The "/" root directory maintains each file in a different directory entry that contains its file name (in maximum 30 characters = in max. 60 bytes in Java) and the corresponding inode number. The directory receives the maximum number of inodes to be created, (i.e., thus the max. number of files to be created) and keeps track of which inode numbers are in use. Since the directory itself is considered as a file, its contents are maintained by an inode, specifically saying inode 0. This can be located in the first 32 bytes of the disk block 1.

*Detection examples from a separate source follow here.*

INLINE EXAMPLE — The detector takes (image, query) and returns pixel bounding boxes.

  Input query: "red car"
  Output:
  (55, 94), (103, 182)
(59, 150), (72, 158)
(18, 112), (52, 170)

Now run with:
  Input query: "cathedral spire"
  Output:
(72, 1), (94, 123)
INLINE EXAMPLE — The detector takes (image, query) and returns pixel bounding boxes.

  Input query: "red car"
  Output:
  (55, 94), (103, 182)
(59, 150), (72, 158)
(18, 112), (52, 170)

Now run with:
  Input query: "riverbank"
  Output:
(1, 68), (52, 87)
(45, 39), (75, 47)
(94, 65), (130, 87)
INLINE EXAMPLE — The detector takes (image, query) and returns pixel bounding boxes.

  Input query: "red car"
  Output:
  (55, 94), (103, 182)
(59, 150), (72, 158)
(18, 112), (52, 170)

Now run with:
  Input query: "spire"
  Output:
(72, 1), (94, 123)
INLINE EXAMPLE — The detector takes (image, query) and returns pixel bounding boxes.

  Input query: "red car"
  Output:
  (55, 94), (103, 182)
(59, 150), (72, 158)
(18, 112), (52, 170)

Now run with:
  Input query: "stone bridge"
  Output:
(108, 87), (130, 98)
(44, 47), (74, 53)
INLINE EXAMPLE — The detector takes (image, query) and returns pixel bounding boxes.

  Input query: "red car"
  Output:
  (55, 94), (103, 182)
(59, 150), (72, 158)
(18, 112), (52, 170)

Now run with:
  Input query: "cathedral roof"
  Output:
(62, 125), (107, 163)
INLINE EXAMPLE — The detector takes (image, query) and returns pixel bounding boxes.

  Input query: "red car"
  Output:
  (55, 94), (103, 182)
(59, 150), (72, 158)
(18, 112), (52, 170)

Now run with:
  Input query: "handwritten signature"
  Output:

Upon a boot, the file system instantiates the following Directory class as the root directory through its constructor, reads the file from the disk that can be found through the inode 0 at 32 bytes of the disk block 1, and initializes the Directory instnace with the file contents. On the other hand, prior to a shutdown, the file system must write back the Directory information onto the disk. The methods bytes2directory( ) and directory2bytes will initialize the Directory instance with a byte array read from the disk and converts the Directory instance into a byte array that will be thereafter written back to the disk.

   public class Directory {
      private static int maxChars = 30; // max characters of each file name

      // Directory entries
      private int fsize[];        // each element stores a different file size.
      private char fnames[][];    // each element stores a different file name.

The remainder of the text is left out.